The telescope will allow astronomers to go back in time further than ever, back to the time when the first stars and galaxies formed 13.7 billion years ago. It is only 100 million years since the Big Bang, when the universe was created.

Besides observing the stars, Webb will scan the atmospheres of alien worlds for possible signs of life.

Keith Parrish, project manager, said: “Webb is officially up and running. “This is limited to just a remarkable 30 days.”

The telescope was launched from French Guiana around Christmas. A week and a half later, a sunshade the size of a tennis court opened up on the telescope. The device’s gold-plated main mirror – which is 21 feet (6.5 meters) wide – was opened a few days later.

The main mirror has 18 hexagonal segments, each about the size of a coffee table, which will have to be carefully aligned for them to look like one – a task that will take three months.

Jane Rigby, operational project scientist, said of the telescope’s infrared devices: “We’re a month old and the baby hasn’t even opened his eyes yet. “But that’s the science we’re aiming for.”

Monday’s repulsion trigger put the telescope into orbit around the sun at the so-called second Lagrange point, where the gravity of the sun and Earth balance each other out. The 7-ton spacecraft will orbit that point while also orbiting the sun. It will always face the night side of Earth to keep its infrared detectors as cold as possible.

At a distance of 1 million miles (1.6 million km), Webb is four times farther than the moon.

Webb is expected to be up and running for more than a decade, maybe two.

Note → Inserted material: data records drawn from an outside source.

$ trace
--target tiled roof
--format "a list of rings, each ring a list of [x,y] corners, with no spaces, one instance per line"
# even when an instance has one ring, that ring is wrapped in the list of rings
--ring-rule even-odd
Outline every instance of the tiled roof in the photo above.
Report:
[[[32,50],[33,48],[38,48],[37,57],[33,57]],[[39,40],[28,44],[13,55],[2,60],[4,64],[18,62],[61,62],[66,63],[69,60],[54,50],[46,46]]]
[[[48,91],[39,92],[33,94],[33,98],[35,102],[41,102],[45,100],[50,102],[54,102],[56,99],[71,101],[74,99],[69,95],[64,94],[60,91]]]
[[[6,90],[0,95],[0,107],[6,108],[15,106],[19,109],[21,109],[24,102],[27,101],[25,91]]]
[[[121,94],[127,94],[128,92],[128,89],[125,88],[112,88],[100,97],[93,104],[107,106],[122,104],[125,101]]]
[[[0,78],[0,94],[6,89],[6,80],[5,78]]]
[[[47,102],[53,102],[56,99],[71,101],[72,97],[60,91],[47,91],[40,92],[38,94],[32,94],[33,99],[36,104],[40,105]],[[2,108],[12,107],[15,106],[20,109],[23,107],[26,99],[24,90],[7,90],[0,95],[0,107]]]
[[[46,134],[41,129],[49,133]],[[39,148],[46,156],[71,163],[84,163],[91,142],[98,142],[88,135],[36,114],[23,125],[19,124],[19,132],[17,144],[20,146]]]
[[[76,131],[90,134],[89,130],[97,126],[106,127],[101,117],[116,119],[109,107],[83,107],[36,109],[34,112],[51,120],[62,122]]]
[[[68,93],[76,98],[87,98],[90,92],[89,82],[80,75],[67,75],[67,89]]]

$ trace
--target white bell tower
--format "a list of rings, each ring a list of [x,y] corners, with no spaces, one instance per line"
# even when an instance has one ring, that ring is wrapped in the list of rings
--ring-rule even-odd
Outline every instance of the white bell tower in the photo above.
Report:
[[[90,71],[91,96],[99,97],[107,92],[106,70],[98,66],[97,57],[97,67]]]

Billed as the successor to the Hubble Space Telescope, orbiting at a distance of 330 miles (530 km), Webb is too far away for urgent repair. That makes the milestones of the past month – and the milestones ahead – all the more important.

The spacewalk astronauts performed the surgery five times on Hubble. The first operation, in 1993, corrected the telescope’s blurred vision, a flaw introduced in the construction of the ground-based mirror.

Whether chasing optical and ultraviolet light like Hubble or infrared light like Webb, telescopes can see farther and clearer when operating above Earth’s distorting atmosphere. That’s why NASA has partnered with European and Canadian space agencies to send Webb and its mirror – the largest ever launched – into space.